Hi again. We are already at the tenth leg and the finale is next week. Can you believe it? Wow, it feels like this season went fast, though next week when they show us some of the original racers (like the doctors who were allergic to water) it won’t feel like it. We will hardly remember some of them.
Katie and Max came in first last week, so they leave first. Ford must’ve complained that Katie didn’t look impressed enough with winning that Ford Focus last week, so they decided to reshoot those two with their new cars again. Katie still doesn’t look all that impressed, so that was a real waste. Although they caught Max climbing in and out of every orifice of his new car, chattering on like a five year old, so I’m sure they’re happy.
First clue says that the teams are heading to Edinburgh, Scotland. Meghan, Joey and the Roller Moms think they get the first flight landing at 1pm, while the other teams are landing at 4pm. Like I said, they THINK that’s the case. Not sure what was up because all of a sudden there’s a flight landing at 10:40am that the rest of the teams that are further back in line are able to book. That ticket agent really screwed over those earlier people. I didn’t feel that bad for them though because they totally over-celebrated in front of everyone else when they thought they’d be 3 hours ahead. You know, that whole “Yes!” coupled with that fist pump sh*t. I hate people like that. You should get your *ss kicked for doing that sh*t. Unless you’re seven and trying to get the trucker next to you to honk his horn, you should never be making that motion.
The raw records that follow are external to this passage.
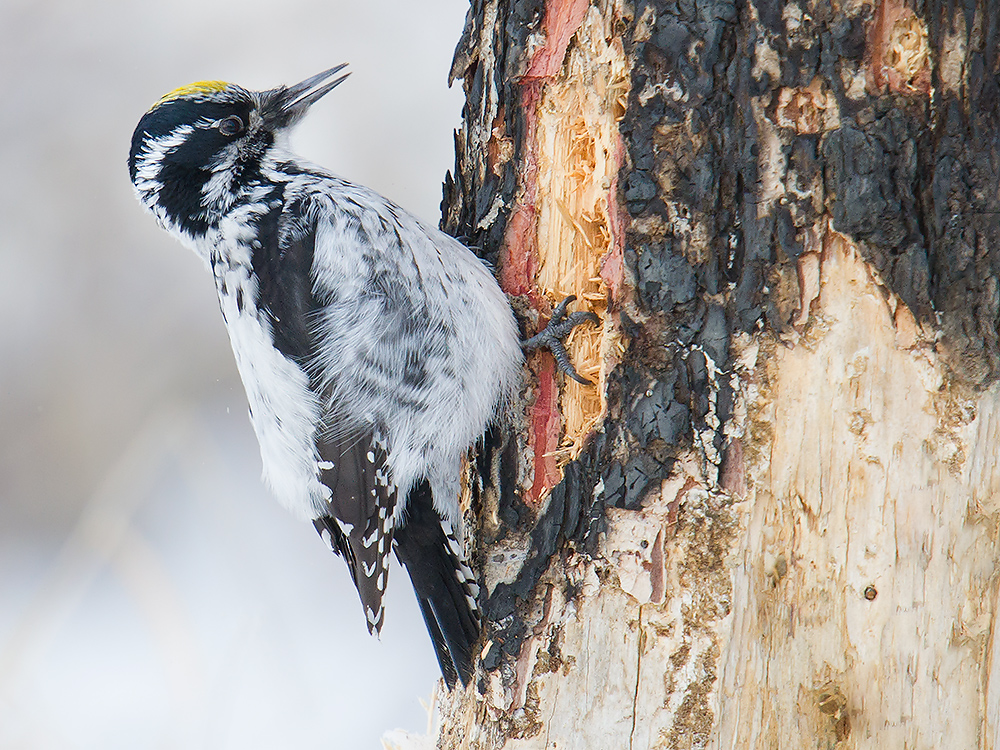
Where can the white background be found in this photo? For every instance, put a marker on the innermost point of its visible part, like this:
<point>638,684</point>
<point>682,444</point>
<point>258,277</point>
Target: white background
<point>152,594</point>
Meghan and Joey and the Roller Moms really look to be in trouble now because all of the others have an agreement that those teams will be u-turned. Yikes. Things really hit the sh*tter quickly for those teams this week, especially since the Roller Moms also have a Speed Bump to look forward to. Although, I thought for a second there that they’d catch up once they passed those idiot country girls who were apparently driving three miles an hour with the emergency brake on. “Hmm, why won’t this car go faster?” What a couple of dummies.
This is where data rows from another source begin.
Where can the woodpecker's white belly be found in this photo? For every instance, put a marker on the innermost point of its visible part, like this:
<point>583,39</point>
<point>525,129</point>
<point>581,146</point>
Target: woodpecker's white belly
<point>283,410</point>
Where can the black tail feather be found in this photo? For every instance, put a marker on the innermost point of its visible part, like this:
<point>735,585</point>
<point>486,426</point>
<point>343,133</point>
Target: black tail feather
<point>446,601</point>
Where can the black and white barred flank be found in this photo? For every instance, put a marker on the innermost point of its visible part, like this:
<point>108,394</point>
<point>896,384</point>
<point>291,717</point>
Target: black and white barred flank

The teams hit the Road Block. This one is learning how to play bagpipes; once the instructor is satisfied, the team gets the next clue. Bates declares that he’s never actually held a bagpipe before like he’s telling us he’s never drank a cup of coffee or something. Yeah, you big dummy. The vast majority of the population hasn’t. You see how this works? They don’t give you a million dollars to perform everyday tasks on TV; hence, the bagpipes. I think this guy has taken one too many pucks to the skull.
Meghan, Joey and the Roller Moms finally land in Scotland and they are not happy to find out that there are only two cars left. They quickly realize that all that high-fiving and telling us they are landing three hours before the other teams was all for nothing and that they are actually at the back of the pack. This was the worst case scenario for these teams as the others have aligned against them with the double U-turn coming up. They arrive at the bagpipe task, with Joey pretty much performing a gymnastic routine the whole way up and screaming in delight at the sight of them. Unfortunately, that delight didn’t last because Meghan totally sucked at this. She was apparently caught up in the fact that the instructor was drooling all over the mouthpiece and then handing it right over to her. Yum. Meghan was just not great at blowing into these pipes. Of course, this is the point at which I could go on about how Joey should’ve done this task, but I won’t do that. I mean, a gay guy would’ve knocked this one right out of the park within minutes, but hey, I’m not saying that. Anyway, Meghan sucked and they were in last place coming out of the task.
The teams next hit the Detour. It was a choice of “Tasty Puddin’” or “Whiskey Rollin’.” The pudding task sure wasn’t vanilla pudding. It was something to do with sheep intestines and it looked like peeled skin was involved. Unless you are that frigging sicko Buffalo Bill from “Silence of the Lambs,” you aren’t liking this one. The alternate choice, the whiskey task, was rolling eight heavy barrels to some dumb festival. I don’t know about you, but these frickin countries need to get their sh*t together and get these dumb festival dancers back to real work. This show has kind of made clear that there are way too many countries wasting time on this dumb sh*t. Stop dancing around in clothes from 1860 and get your *ss back on the assembly line picking plastic forks apart, ok?
I am just now getting around to reading your recaps. So true about Bates and the ‘never played bagpipes before’, but just as stupid was Meghan’s “I play the trumpet so I’ll be good at this” line.
I would never eat haggis! I could only stand to smell a kidney pie once! It was so nasty! My husband thought the whiskey barrels were empty because the hockey boys were hauling them so easily.